Precisamente estos dos últimos déficits chocan frontalmente no sólo con este personaje, sino con todo el universo musical de Chaikovsky. Lisa no es ninguna walkiria ni heroína wagneriana. Y lo que aquí oímos es mucho más un Wagner algo tosco que un auténtico Chaikovsky. El problema reside, posiblemente, en un enfoque erróneo del personaje y de su parte musical. A pesar de sus evidentes diferencias, la parte de Lisa tiene un cierto paralelismo, también musical, con la de Tatiana en Oneguin, que es su inmediato antecedente histórico. Si no se tiene en cuenta esta “genealogía” del personaje, es fácil extraviarse.
Una indisposición de Brandon Jovanovich hizo que a último momento el papel de Hermann debiera ser asumido por Mikhail Pirogov. Aquí estamos ante un tenor muy vigoroso, de voz voluminosa y amplio fiato. No es un intérprete que se detenga a bordar las frases ni se demore en sutilezas, a veces cae incluso en excesos expresivos, sobre todo en alguna exageración “verismo-tremendista”. Sin embargo su interpretación tiene una continuidad y una coherencia indiscutibles. Su canto surge como una corriente imparable y fluída, avasalladora. Mikhail Pigorov encarna a un Hermann torturado, plagado de contradicciones a las que no se busca explicación, pero consecuente en sus incongruencias, un personaje musical y dramatúrgicamente unitario, de una pieza, al que el tenor se entrega sin reservas ni cautelas.

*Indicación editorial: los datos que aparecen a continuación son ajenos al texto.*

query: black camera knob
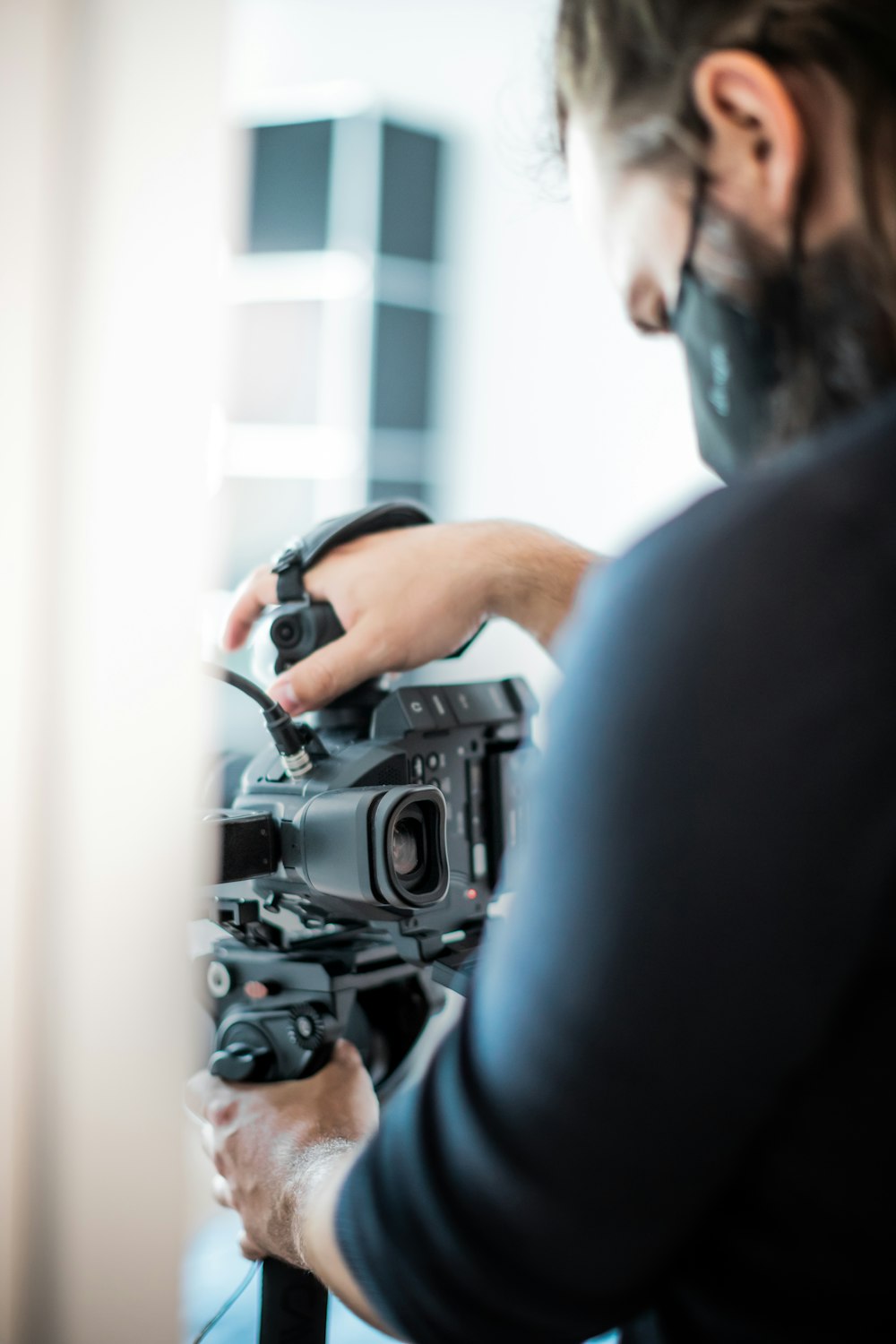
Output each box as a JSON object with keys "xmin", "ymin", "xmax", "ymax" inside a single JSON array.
[
  {"xmin": 291, "ymin": 1005, "xmax": 339, "ymax": 1051},
  {"xmin": 208, "ymin": 1040, "xmax": 274, "ymax": 1083}
]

Más que una figura de Pushkin, estamos ante una de Dostoyevsky, cuyos antihéroes sin duda influyeron en la configuración del personaje por parte de Piotr y Modest Chaikovsky en la misma medida en que se alejaron de Pushkin. No es ésta una versión analítica o intelectual, sino arrebatada y a menudo también arrebatadora. Su mérito no está en la elegancia o la perfección formal, sino en su delirante apasionamiento expresado por medio de una musicalidad siempre enfática, emocional y sincera. Hermann es un poseso y Pigorov, a su vez, está poseído por el personaje. Todo ello tiene sus desventajas, es discutible, es “cuestión de gustos”, pero no se puede negar que llega a ser seductor, es muy auténtico y muy ruso...

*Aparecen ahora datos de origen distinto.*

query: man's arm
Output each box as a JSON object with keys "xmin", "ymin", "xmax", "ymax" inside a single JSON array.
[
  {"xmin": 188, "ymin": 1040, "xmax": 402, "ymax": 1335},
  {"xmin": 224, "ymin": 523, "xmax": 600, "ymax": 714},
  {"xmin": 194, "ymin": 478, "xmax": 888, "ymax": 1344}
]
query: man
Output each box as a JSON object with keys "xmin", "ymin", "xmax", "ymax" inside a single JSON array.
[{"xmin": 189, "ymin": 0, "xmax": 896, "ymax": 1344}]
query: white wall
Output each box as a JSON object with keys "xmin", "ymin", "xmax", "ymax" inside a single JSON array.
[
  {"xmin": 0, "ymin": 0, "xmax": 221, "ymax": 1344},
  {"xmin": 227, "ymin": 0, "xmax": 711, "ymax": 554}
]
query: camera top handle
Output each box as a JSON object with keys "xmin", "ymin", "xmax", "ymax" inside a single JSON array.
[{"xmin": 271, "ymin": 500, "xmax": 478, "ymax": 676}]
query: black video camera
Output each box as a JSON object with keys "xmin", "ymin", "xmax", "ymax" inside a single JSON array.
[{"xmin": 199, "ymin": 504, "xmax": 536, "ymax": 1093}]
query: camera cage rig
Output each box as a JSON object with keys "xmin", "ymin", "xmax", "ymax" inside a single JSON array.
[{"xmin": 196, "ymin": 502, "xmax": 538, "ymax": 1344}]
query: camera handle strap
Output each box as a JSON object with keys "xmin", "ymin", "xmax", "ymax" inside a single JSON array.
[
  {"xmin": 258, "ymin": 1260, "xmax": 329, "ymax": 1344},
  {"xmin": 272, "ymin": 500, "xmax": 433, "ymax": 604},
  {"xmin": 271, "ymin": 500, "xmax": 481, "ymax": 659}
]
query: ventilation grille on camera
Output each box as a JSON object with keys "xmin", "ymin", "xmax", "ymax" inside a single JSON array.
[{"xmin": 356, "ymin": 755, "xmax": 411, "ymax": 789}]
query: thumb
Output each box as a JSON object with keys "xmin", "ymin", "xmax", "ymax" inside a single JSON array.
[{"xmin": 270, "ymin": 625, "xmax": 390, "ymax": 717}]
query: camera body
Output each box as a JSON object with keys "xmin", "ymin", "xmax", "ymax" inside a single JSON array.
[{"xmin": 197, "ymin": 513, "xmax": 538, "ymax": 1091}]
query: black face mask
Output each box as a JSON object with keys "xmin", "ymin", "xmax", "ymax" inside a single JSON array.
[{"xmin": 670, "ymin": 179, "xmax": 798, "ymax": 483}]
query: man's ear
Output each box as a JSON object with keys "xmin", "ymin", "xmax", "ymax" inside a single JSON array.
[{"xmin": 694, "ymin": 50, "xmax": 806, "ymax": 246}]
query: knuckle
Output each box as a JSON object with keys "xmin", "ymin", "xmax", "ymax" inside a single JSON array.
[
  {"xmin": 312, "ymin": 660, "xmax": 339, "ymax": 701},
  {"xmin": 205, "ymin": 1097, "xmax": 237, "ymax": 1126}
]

El resto del reparto es muy eficiente. No podemos añadir nada a lo que escribimos en febrero sobre los demás intérpretes, que realizan una labor excelente. Diríamos que la dirección orquestal de Aziz Shokhakimov ha ganado desde entonces en hondura y comprensión de esta ópera. El colorido orquestal es excepcionalmente rico, al igual que la muy matizada dinámica. También la ductilidad en el fraseo es muy notable. Pero lo que más satisface es la estupenda configuración dramatúrgica que el director y la orquesta consiguen, superando de este modo las deficiencias de la puesta en escena.

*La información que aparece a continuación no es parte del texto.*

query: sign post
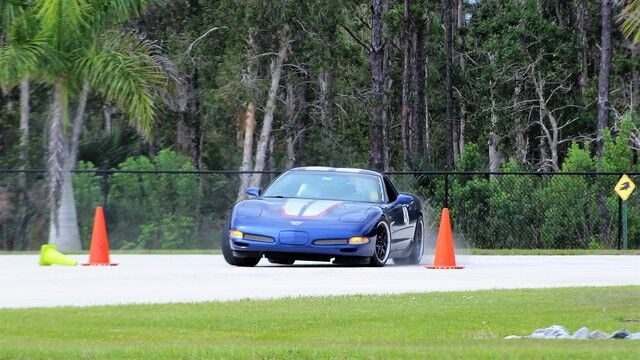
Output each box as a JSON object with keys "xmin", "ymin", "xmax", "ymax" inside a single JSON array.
[{"xmin": 614, "ymin": 174, "xmax": 636, "ymax": 250}]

Lo demoníaco, la desesperación, los delicados pasajes líricos, la nostalgia, el delirio... Todos estos aspectos se hacen sonido en la orquesta. Si se quiere aprehender el drama desatado en el escenario, lo mejor es cerrar los ojos y dejarse llevar por esta música. El coro, por su parte, ofrece una interpretación monumental y precisa al mismo tiempo.
En resumen, la parte musical, si exceptuamos la poco convincente interpretación de Lise Davidsen, es como el tres y el siete con los que Hermann gana dos partidas. La puesta en escena, ay, es la dama de picas que echa a perder una gran jugada.